Die Staatsanwaltschaft war schließlich von ihrer eigenen Anklage nicht mehr überzeugt. Der Staatsanwalt erklärte in seinem Plädoyer, dass es keinen Beweis dafür gebe, dass der Angeklagte den Zaun - wenn überhaupt - absichtlich beschädigt habe. "Wenn man das absichtlich macht, ruiniert man sich dabei noch die Motorsense", sagte der Staatsanwalt und forderte einen Freispruch. "Frech ist das!" ließ sich daraufhin die Nachbarin aus dem Zuschauerraum vernehmen. Jedenfalls folgte Richter Ronsdorf genau der Argumentation des Staatsanwalts. Ein Vorsatz sei nicht festzustellen und damit auch kein strafbares Handeln. Freispruch.

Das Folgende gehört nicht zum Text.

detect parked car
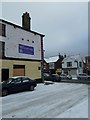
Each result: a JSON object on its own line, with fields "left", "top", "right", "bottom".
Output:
{"left": 67, "top": 75, "right": 72, "bottom": 80}
{"left": 60, "top": 73, "right": 72, "bottom": 80}
{"left": 51, "top": 74, "right": 61, "bottom": 82}
{"left": 1, "top": 76, "right": 37, "bottom": 96}
{"left": 77, "top": 73, "right": 90, "bottom": 80}
{"left": 44, "top": 73, "right": 61, "bottom": 82}
{"left": 44, "top": 73, "right": 52, "bottom": 81}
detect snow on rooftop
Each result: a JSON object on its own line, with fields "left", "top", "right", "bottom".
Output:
{"left": 44, "top": 56, "right": 59, "bottom": 63}
{"left": 63, "top": 54, "right": 84, "bottom": 62}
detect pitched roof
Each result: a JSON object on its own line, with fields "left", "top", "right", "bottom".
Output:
{"left": 63, "top": 54, "right": 83, "bottom": 62}
{"left": 0, "top": 19, "right": 45, "bottom": 37}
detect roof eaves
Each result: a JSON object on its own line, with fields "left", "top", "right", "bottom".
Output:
{"left": 0, "top": 19, "right": 45, "bottom": 37}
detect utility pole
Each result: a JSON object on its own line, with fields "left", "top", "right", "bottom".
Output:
{"left": 41, "top": 36, "right": 45, "bottom": 83}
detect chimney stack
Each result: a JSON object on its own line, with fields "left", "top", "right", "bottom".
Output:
{"left": 22, "top": 12, "right": 31, "bottom": 30}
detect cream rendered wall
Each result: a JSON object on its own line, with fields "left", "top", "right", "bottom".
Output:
{"left": 1, "top": 60, "right": 41, "bottom": 81}
{"left": 26, "top": 62, "right": 41, "bottom": 79}
{"left": 0, "top": 60, "right": 2, "bottom": 67}
{"left": 0, "top": 60, "right": 2, "bottom": 81}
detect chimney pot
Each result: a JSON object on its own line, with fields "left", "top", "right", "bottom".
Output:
{"left": 22, "top": 12, "right": 31, "bottom": 30}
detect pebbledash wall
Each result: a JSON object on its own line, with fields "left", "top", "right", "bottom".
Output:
{"left": 0, "top": 12, "right": 45, "bottom": 82}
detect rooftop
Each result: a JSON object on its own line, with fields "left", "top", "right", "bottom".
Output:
{"left": 0, "top": 19, "right": 45, "bottom": 37}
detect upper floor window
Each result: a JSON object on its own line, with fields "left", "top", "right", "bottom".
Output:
{"left": 67, "top": 62, "right": 72, "bottom": 67}
{"left": 79, "top": 61, "right": 82, "bottom": 67}
{"left": 0, "top": 41, "right": 5, "bottom": 58}
{"left": 0, "top": 23, "right": 6, "bottom": 37}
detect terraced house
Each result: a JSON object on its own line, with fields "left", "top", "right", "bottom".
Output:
{"left": 0, "top": 12, "right": 45, "bottom": 82}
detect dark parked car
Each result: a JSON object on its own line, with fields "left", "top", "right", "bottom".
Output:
{"left": 44, "top": 73, "right": 61, "bottom": 82}
{"left": 51, "top": 74, "right": 61, "bottom": 82}
{"left": 1, "top": 76, "right": 37, "bottom": 96}
{"left": 77, "top": 73, "right": 90, "bottom": 80}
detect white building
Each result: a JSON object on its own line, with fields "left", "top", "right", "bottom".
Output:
{"left": 0, "top": 12, "right": 45, "bottom": 82}
{"left": 62, "top": 54, "right": 83, "bottom": 78}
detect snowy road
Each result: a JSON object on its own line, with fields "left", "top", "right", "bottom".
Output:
{"left": 1, "top": 83, "right": 88, "bottom": 118}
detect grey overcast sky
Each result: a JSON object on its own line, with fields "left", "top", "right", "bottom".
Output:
{"left": 1, "top": 2, "right": 88, "bottom": 57}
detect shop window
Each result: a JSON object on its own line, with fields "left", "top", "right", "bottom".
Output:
{"left": 0, "top": 23, "right": 6, "bottom": 37}
{"left": 13, "top": 65, "right": 25, "bottom": 76}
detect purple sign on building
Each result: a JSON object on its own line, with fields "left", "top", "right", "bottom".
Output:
{"left": 18, "top": 44, "right": 34, "bottom": 55}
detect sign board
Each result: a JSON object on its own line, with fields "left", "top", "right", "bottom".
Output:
{"left": 56, "top": 68, "right": 62, "bottom": 74}
{"left": 18, "top": 44, "right": 34, "bottom": 55}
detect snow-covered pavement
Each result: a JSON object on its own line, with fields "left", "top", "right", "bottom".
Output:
{"left": 1, "top": 83, "right": 88, "bottom": 118}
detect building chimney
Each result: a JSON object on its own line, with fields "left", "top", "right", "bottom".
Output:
{"left": 22, "top": 12, "right": 31, "bottom": 30}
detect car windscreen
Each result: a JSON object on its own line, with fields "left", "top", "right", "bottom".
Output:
{"left": 44, "top": 73, "right": 50, "bottom": 77}
{"left": 6, "top": 78, "right": 14, "bottom": 83}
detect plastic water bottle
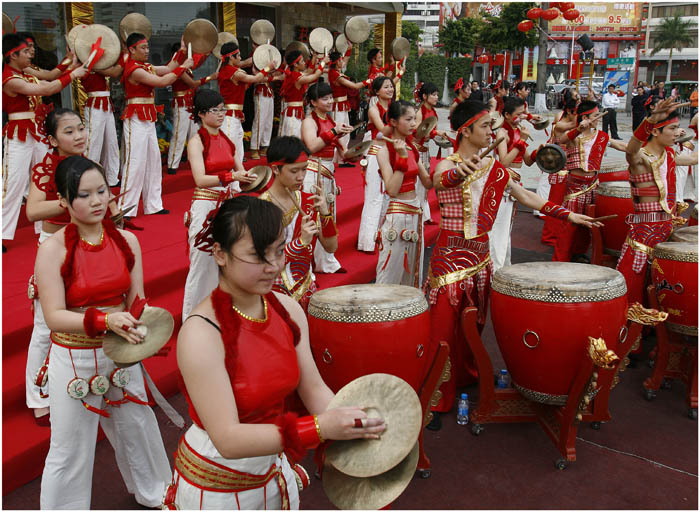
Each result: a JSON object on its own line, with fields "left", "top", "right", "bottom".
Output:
{"left": 497, "top": 369, "right": 510, "bottom": 389}
{"left": 456, "top": 393, "right": 469, "bottom": 425}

Der letzte Gerichtstermin in dieser Sache dürfte das für Rolf Wündrich oder seine Söhne nicht gewesen sein. "Vor drei Tagen kam ein Schreiben wegen ihres Bauzauns", erzählt der Senior. Außer jenem Maschendrahtzaun begrenzt nämlich auf der anderen Seite ein provisorischer Bauzaun den Notweg. Den habe die Nachbarin aufstellen lassen, damit der Notweg keinesfalls breiter als die im Grundbuch eingetragenen drei Meter ist. "Aber ich soll den jetzt bezahlen."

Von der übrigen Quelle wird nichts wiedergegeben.